Siempre, desde que me acuerdo, dormí con mi abuela. La cama nunca tuvo colcha, siempre en sábana y en las noches se sacaban del closet las cobijas de cada una. La mía era una amarilla, con ribete de satín, pero siempre quise la de mi prima, azul a cuadros, muy gruesa y calientita. Mi abuela veía con malos ojos que uno durmiera con medias.
La cama daba para que cada uno tuviera su campo sin molestar a los demás. Por eso Mimí no permitía que yo me le pegara durante la noche. Era una hazaña del equilibrio, porque si me acercaba mucho al punto fatal, el colchón empezaba a descender por el peso de ella y yo rodaba sin control hasta quedar pegada a su espalda.
A la hora de dormir, había una rutina. Mi abuela escogía siempre qué íbamos a ver. Alistaba una bacinilla que nunca usó. Llevaba una o varias bolsas de bizcochos para compartir mientras veíamos el programa de esa noche. De mi abuela yo solo puedo decir que era generosa, salvo con los bizcochos. Los contaba y me decía que ya me había comido mi parte y siempre guardaba una bolsa solo para ella.
Siempre las preguntas: Orinaste? Te lavaste los dientes? Rezaste o te vas a acostar como los animales? Qué va a decir la gente, que yo a vos te tengo como una salvaje? No recuerdo haberme dormido nunca en silencio ni con la luz apagada. Mucho menos antes que mi abuela.
Ahí armaba yo mis famosos relinchos.
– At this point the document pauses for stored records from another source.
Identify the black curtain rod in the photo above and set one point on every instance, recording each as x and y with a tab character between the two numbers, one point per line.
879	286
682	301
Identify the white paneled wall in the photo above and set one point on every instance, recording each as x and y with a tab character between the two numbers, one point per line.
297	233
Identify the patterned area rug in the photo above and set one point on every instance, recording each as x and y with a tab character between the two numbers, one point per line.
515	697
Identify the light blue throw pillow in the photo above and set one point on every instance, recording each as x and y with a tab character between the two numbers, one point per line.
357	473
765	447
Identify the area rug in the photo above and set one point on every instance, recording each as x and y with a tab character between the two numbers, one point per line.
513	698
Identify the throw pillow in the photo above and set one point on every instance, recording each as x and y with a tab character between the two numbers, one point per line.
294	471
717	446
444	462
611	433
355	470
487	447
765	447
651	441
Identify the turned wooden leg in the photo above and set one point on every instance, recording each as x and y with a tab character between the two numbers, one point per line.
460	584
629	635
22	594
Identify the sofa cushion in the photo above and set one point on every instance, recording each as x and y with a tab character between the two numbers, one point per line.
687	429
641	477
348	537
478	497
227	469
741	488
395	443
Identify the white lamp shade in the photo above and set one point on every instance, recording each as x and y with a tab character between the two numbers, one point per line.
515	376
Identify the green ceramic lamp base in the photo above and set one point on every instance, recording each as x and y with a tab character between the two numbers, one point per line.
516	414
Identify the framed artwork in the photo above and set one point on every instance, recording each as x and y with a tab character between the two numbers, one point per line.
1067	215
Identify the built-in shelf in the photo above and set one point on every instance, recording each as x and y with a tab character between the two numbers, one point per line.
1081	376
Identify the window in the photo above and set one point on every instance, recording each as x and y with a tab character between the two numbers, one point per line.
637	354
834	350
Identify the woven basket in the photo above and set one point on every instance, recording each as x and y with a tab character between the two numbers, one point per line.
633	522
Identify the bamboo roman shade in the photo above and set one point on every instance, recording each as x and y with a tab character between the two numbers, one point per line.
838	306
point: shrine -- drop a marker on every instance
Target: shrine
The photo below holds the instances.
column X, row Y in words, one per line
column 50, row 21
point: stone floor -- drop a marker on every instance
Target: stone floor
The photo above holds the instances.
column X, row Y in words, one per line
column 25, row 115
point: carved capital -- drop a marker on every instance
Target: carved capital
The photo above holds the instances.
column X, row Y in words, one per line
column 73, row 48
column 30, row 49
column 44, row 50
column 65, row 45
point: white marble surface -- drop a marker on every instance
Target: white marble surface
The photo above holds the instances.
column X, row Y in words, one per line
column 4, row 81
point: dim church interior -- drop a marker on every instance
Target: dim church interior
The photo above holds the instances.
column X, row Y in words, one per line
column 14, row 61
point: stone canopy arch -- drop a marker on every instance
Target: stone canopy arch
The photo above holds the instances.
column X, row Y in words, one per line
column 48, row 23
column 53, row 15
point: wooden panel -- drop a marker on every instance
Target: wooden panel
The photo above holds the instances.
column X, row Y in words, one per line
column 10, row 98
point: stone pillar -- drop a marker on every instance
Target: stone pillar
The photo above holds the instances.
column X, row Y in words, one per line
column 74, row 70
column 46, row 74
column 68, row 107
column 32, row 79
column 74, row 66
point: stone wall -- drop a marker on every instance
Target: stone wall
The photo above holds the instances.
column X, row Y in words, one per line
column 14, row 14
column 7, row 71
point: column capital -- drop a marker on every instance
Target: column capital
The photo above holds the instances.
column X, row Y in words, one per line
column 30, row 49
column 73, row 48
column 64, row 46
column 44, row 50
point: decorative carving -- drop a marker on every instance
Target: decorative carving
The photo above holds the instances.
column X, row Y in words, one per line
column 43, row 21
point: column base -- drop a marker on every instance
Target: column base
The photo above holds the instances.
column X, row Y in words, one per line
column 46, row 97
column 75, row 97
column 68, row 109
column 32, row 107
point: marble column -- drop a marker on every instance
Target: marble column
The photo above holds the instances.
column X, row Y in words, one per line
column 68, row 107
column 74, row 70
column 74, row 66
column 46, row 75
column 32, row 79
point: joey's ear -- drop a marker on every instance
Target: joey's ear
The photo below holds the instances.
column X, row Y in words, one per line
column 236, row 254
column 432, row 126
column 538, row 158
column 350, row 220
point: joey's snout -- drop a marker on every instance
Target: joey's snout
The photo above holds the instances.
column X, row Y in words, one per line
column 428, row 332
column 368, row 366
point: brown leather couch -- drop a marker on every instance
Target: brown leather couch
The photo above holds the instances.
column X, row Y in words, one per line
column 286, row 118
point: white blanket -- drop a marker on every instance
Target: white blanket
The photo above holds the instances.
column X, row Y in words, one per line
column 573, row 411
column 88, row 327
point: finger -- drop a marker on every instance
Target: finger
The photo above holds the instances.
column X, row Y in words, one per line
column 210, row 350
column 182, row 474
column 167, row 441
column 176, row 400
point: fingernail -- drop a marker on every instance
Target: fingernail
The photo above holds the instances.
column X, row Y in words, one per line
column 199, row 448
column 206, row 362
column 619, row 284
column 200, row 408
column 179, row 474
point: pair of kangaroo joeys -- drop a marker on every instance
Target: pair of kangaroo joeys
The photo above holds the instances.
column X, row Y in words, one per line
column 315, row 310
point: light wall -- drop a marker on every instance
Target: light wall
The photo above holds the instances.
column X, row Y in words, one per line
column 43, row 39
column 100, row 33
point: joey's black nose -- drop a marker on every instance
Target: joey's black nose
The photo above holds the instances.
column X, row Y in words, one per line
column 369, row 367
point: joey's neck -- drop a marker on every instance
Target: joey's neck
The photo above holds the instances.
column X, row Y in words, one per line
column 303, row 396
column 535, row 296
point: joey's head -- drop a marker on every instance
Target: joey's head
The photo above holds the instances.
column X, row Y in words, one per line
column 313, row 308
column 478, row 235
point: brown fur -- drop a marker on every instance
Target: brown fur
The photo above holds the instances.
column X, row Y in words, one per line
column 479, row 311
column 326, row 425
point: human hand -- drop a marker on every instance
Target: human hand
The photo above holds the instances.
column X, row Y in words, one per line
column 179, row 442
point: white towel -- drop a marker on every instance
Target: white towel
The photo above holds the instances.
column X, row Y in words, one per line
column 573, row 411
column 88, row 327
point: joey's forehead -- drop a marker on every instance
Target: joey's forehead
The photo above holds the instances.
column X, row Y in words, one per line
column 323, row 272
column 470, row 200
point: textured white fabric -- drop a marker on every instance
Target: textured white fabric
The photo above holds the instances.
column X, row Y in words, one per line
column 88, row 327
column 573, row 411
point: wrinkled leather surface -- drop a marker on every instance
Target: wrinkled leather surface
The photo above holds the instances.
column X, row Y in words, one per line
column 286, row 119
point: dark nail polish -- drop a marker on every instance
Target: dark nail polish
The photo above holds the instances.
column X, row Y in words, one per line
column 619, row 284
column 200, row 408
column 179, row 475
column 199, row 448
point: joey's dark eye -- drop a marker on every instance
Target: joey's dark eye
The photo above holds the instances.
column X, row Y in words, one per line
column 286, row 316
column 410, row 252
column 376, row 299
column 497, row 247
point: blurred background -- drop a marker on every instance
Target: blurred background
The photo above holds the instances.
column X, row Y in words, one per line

Me hacía la dormida y de repente empezaba a brincar debajo de la cobija, tirando patadas y manazos divertidos y haciendo un enredo con la cobija, riéndome y en general haciendo mucho alboroto. Mimí nos gritaba: DEJEN DE HACER RELINCHO! Pero ella también se reía.
En esa cama pasé muchas calenturas y mi varicela, viendo el Mundial de México. Ahí veíamos las películas de semana santa. Las noticias, Barnaby Jones, aquel programa de inicio de los 80 sobre vampiros. El Crucero del Amor. La Isla de la Fantasía. Debajo de esas cobijas conté y escuché secretos con mis primos.
Mi abuela mandó a instalar interruptores arriba de la cabecera para poder apagar la luz sin levantarse, porque nunca usó lámparas. Mi tío le trajo una vez una especie de control remoto primitivo: un cable larguísimo que daba del tele a la cama y servía solo para apagarlo.
Ahí mi abuela rezaba el rosario antes de dormir y recién levantada, antes de las 5, otras oraciones que nunca supe cuáles eran, encargando a todos sus muertos. A veces, la escuchaba decir “Hoy cumple años de muerto el tío Jorge” o la hermana de Humberto o cualquier otra persona que solo ella conocía.
Ahí me llevaba mi abuela el desayuno, con jugo de naranja recién hecho. Ahí me acurrucaba y me tapaba los pies. Ahí leí muchísimos libros y cuando no tenía que leer, hasta intentaba con la Biblia, pero solo con el evangelio de San Lucas.
Ahí tenía yo pijamas y ropa y solo llevaba de la casa cuando la que tenía donde mi abuela me quedaba picapolla. Mi abuela dormía siempre con un batón enorme, sin mangas. Y cuando me quedaba muchas horas acostada haciendo lo que fuera, mi abuela me regañaba a su manera: Levantate. Mirá cómo tenés esa cama. Parece nido de perra recién parida.
Como en todo en mi vida, hay muchas cosas de la de ella que yo he repetido sin querer. La cama grande, la pared de atrás de madera, dormir con una cobijita, aunque no sea la que era mía.
Si lo pienso con los estándares actuales, yo hice colecho con ella desde el primer hasta el último día.